In turn, movant's vague and conclusory assertion that defense counsel's alleged lack of immigration law knowledge caused a "disastrous outcome" is insufficient to establish that the outcome of the proceeding would have been different but for counsel's representation. As such, the court rejects movant's contention that counsel provided ineffective assistance with respect to the immigration issues in his case.
Accordingly, the court will deny claim five as meritless.
IV. EVIDENTIARY HEARING
Section 2255 requires a district court to hold an evidentiary hearing on a § 2255 motion unless the "motion and the files and records of the case conclusively show" that the movant is not entitled to relief. 28 U.S.C. § 2255; see also United States v.
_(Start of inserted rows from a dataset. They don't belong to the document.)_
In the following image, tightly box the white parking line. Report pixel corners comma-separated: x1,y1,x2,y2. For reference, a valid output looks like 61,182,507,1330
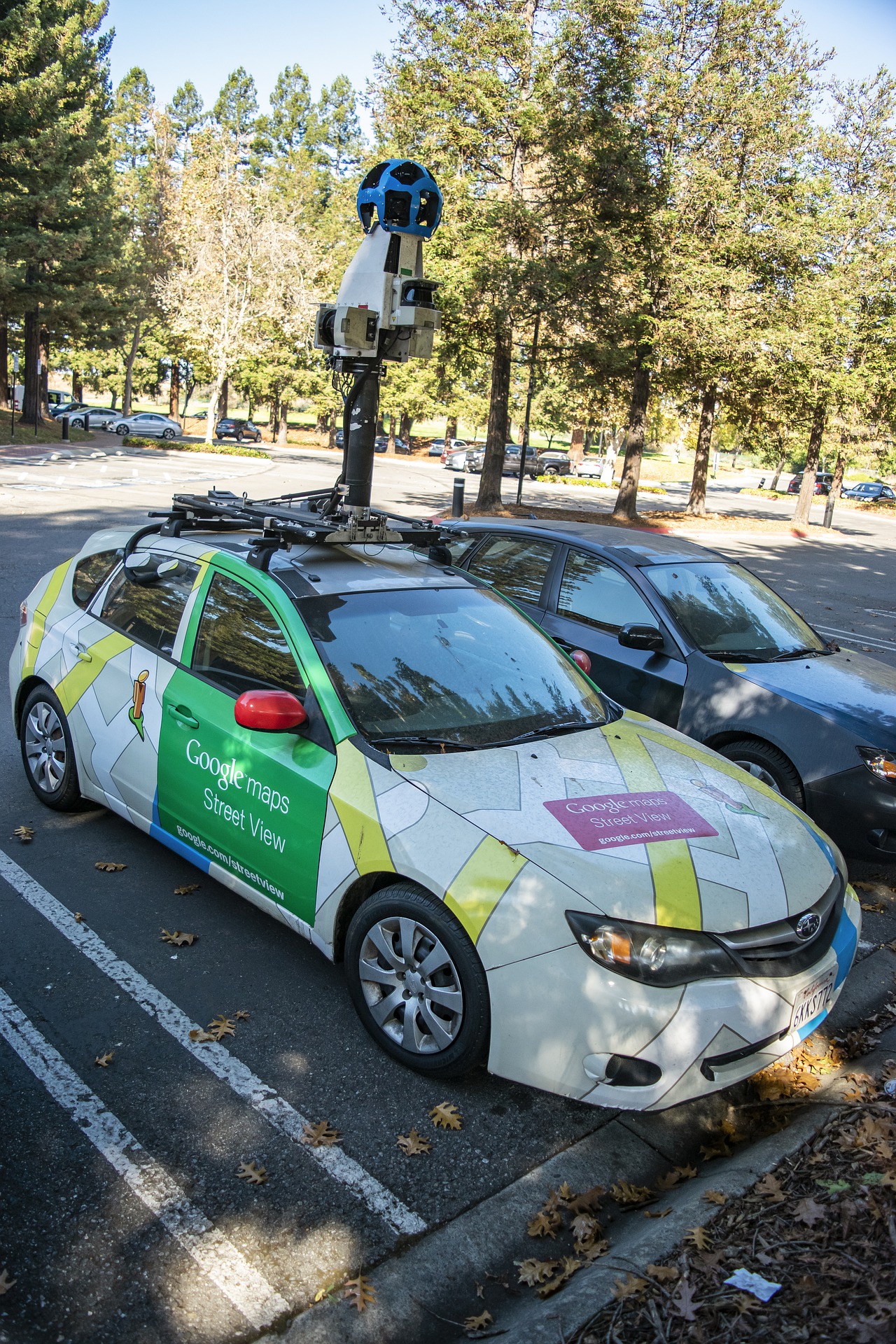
0,989,290,1331
0,849,426,1235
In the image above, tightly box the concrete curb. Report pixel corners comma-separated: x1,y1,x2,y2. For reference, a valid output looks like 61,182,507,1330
262,949,896,1344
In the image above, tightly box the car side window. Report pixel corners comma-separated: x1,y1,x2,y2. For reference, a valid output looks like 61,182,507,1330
99,551,199,653
71,550,122,612
557,551,657,634
191,574,305,699
468,536,556,606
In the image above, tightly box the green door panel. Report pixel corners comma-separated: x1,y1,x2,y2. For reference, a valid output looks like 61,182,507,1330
158,668,336,925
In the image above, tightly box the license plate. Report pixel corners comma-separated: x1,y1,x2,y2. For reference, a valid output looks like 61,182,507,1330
790,966,837,1032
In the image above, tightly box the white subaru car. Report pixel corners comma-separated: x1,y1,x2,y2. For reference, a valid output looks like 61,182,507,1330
9,501,860,1110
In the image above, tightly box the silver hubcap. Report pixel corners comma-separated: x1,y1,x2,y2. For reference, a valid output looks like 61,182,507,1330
734,761,780,793
357,916,463,1055
25,700,66,793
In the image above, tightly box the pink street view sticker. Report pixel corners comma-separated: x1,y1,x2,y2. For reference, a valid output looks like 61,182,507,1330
544,792,719,849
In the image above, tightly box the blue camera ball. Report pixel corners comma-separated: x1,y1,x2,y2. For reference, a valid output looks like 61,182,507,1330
357,159,442,238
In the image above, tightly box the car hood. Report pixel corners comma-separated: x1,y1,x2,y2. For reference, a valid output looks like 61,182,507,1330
391,713,837,932
725,649,896,750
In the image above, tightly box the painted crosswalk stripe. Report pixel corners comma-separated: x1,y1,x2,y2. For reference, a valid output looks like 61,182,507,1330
0,989,290,1331
0,849,426,1235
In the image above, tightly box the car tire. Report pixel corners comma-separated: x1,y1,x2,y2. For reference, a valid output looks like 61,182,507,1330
716,738,806,808
345,882,490,1078
19,684,80,812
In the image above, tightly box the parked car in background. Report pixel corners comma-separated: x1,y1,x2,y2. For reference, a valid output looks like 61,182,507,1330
215,415,262,444
64,406,121,428
841,481,896,504
446,520,896,860
788,472,834,495
463,444,539,479
104,412,183,438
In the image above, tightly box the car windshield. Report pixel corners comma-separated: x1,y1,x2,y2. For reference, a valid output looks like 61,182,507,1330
297,586,608,751
640,561,829,663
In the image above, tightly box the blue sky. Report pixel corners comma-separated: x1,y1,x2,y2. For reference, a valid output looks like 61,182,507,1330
108,0,896,116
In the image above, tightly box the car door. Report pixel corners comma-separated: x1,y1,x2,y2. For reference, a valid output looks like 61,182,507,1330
466,535,557,622
541,546,688,727
58,551,200,830
158,570,336,926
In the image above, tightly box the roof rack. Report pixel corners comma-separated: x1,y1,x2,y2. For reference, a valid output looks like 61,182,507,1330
143,489,442,570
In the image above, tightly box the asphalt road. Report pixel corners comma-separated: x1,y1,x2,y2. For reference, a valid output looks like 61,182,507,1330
0,445,896,1344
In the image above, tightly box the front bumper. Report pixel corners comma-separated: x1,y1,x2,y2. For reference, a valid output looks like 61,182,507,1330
489,888,861,1110
806,764,896,862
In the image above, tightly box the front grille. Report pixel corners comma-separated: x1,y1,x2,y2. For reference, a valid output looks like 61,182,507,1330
712,872,846,976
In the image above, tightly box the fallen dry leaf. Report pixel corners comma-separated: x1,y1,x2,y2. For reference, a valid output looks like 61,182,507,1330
301,1119,342,1148
526,1210,563,1238
206,1014,237,1040
398,1128,433,1157
612,1274,648,1302
237,1163,267,1185
754,1172,785,1204
794,1195,827,1227
430,1100,463,1129
513,1259,560,1287
648,1265,678,1284
342,1274,376,1312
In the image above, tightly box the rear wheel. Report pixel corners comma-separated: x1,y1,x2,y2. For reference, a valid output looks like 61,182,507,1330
19,685,80,812
345,883,489,1078
716,738,805,808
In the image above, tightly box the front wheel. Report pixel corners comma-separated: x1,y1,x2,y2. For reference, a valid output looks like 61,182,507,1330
718,738,806,808
345,883,489,1078
19,685,80,812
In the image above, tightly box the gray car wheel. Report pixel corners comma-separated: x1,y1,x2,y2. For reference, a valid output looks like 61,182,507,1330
345,883,489,1078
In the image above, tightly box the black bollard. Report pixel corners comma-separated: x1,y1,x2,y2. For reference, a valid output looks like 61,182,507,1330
451,476,463,517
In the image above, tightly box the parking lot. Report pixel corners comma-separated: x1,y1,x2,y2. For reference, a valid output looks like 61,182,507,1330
0,445,896,1344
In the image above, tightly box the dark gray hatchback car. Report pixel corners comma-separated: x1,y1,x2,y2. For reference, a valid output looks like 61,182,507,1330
446,519,896,859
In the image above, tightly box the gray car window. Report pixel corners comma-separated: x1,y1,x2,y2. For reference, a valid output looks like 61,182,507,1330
557,551,657,631
468,536,555,606
640,561,826,662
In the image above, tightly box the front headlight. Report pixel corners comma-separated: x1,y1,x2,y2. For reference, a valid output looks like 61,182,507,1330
566,910,738,985
855,748,896,783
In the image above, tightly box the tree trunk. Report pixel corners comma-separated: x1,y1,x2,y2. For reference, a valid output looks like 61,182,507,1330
769,453,788,491
121,323,141,415
168,359,180,419
612,355,650,523
685,383,719,517
0,313,9,412
475,317,513,513
22,308,41,425
794,398,827,524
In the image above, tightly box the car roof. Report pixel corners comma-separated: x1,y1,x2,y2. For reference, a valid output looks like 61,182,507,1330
90,528,479,596
447,517,725,566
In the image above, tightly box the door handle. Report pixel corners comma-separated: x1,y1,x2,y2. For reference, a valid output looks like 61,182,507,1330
168,704,199,729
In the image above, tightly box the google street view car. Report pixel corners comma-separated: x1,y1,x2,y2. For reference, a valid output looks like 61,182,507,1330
9,495,860,1110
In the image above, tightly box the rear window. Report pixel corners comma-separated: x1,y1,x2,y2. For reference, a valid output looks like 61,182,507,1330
71,548,122,612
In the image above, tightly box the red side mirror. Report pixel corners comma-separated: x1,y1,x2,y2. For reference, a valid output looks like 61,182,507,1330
234,691,307,732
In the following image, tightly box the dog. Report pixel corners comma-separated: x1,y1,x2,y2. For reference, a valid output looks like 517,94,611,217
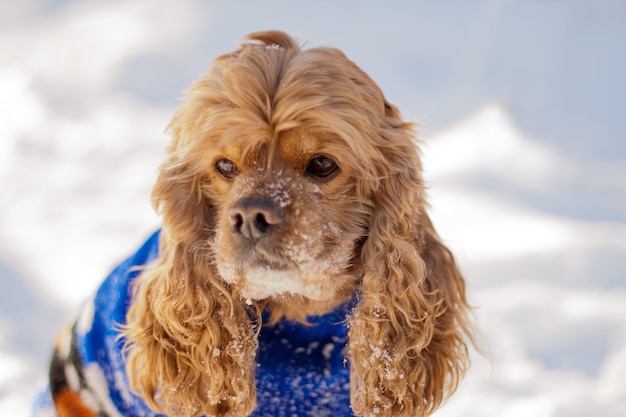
37,31,473,417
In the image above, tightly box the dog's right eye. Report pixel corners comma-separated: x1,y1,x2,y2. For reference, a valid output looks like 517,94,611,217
215,158,239,179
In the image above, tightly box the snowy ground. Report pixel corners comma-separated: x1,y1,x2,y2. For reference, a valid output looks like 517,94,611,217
0,0,626,417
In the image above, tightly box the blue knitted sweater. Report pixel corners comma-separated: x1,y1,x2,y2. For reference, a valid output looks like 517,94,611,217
35,232,353,417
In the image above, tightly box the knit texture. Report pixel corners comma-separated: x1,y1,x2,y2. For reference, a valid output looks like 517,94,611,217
34,232,353,417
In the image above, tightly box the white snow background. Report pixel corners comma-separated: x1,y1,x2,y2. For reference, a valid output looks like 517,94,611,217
0,0,626,417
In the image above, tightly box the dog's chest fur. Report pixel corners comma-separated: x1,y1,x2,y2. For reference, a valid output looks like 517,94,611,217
35,233,352,417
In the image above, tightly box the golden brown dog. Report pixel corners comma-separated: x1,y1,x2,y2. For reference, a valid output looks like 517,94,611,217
40,32,472,417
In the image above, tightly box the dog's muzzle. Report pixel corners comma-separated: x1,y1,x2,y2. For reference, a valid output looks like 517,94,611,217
228,197,284,241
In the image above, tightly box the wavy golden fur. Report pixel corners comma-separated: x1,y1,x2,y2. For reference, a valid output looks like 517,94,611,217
124,32,472,417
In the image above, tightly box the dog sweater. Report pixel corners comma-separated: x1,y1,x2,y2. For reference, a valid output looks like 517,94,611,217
34,232,353,417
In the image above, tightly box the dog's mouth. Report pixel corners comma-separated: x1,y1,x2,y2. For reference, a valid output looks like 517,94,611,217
217,245,345,300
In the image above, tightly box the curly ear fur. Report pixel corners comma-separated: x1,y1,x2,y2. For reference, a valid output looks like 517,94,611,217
123,158,258,416
349,104,471,417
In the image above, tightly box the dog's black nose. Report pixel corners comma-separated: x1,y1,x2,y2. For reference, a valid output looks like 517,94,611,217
228,197,283,240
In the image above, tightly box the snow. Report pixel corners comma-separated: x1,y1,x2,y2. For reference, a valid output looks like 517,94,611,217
0,0,626,417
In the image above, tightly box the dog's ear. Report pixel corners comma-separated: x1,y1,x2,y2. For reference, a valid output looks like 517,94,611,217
349,104,471,417
123,158,257,416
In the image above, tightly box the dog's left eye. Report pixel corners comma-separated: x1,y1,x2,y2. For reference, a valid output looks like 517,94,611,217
215,158,239,179
306,155,339,179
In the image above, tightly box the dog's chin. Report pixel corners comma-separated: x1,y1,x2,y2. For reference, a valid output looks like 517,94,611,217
219,265,335,301
238,267,329,300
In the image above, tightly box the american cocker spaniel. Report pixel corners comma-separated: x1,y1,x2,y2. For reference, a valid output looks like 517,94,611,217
37,31,472,417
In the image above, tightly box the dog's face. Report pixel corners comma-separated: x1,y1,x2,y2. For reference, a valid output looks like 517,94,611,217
125,32,471,416
161,41,394,307
209,125,364,300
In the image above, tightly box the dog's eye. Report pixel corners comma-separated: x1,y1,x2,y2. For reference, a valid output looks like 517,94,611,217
306,155,339,179
215,158,239,179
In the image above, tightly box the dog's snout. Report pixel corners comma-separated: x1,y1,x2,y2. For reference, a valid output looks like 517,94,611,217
228,197,283,240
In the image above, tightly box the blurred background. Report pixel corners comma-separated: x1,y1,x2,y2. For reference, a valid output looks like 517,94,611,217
0,0,626,417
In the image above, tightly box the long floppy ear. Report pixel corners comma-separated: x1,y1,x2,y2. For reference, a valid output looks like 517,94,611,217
123,156,257,416
349,101,472,417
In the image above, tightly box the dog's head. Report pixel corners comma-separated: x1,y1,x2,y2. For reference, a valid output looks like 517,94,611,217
125,32,468,416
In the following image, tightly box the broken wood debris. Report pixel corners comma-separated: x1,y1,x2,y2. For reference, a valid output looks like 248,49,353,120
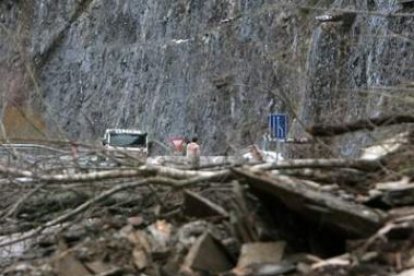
0,126,414,276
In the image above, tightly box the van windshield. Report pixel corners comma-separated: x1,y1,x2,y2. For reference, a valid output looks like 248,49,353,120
109,133,146,147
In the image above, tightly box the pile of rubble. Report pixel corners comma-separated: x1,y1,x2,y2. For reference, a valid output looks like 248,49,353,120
0,127,414,276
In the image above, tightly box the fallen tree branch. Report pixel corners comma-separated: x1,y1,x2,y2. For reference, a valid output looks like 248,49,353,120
0,171,229,247
252,159,381,171
0,165,228,184
307,115,414,137
233,167,385,237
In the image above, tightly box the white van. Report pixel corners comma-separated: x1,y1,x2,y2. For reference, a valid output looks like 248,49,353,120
102,128,149,157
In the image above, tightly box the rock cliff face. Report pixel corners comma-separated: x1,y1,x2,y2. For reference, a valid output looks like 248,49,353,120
0,0,414,155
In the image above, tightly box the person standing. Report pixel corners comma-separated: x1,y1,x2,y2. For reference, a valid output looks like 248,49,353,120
187,137,200,168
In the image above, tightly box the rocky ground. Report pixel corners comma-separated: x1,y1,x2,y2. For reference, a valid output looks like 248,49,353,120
0,123,414,276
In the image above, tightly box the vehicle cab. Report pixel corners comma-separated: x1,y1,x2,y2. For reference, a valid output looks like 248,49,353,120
102,128,149,157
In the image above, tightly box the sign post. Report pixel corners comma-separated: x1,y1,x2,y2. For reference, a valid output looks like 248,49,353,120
268,114,287,161
269,114,287,142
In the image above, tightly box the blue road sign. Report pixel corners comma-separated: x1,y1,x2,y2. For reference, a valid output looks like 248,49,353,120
269,114,287,140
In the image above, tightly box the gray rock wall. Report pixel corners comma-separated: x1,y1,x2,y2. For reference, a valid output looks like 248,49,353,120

Booth, 432 F.3d 542, 545-46 (3d Cir. 2005); United States v. McCoy, 410 F.3d 124, 131 (3d Cir. 2005); Rule 8(a), 28 U.S.C. foil. § 2255. As previously explained, the record conclusively demonstrates that movant is not entitled to relief because four of his arguments are procedurally barred and his fifth claim lacks merit. Therefore, the court will deny movant's § 2255 motion without an evidentiary hearing.
For the reasons stated, the court will dismiss movant's 28 U.S.C. § 2255 motion to vacate, set aside, or correct sentence without an evidentiary hearing. Additionally, the court will not issue a certificate of appealability because movant's § 2255 motion fails to assert a constitutional claim that can be redressed, and reasonable jurists would not find this assessment debatable. See 28 U.S.C. § 2253(c)(2)("A certificate of appealability is appropriate only if the petitioner "has made a substantial showing of the denial of a constitutional right."); Slack v. McDaniel, 529 U.S. 473, 484 (2000); Fed. R. App. P. 22; 3d Cir. L.A.R. 22.2 (2011). An appropriate order will follow.
For the reasons set forth in the accompanying memorandum opinion issued in this action today;
IT IS ORDERED that:
1. Movant Donovan A. Livingston's motion to vacate, set aside, or correct sentence pursuant to 28 U.S.C. § 2255 (D.I. 77) is DISMISSED, and the relief requested therein is DENIED.
2. The court declines to issue a certificate of appealability for failure to satisfy the standard set forth in 28 U.S.C. § 2253(c)(2).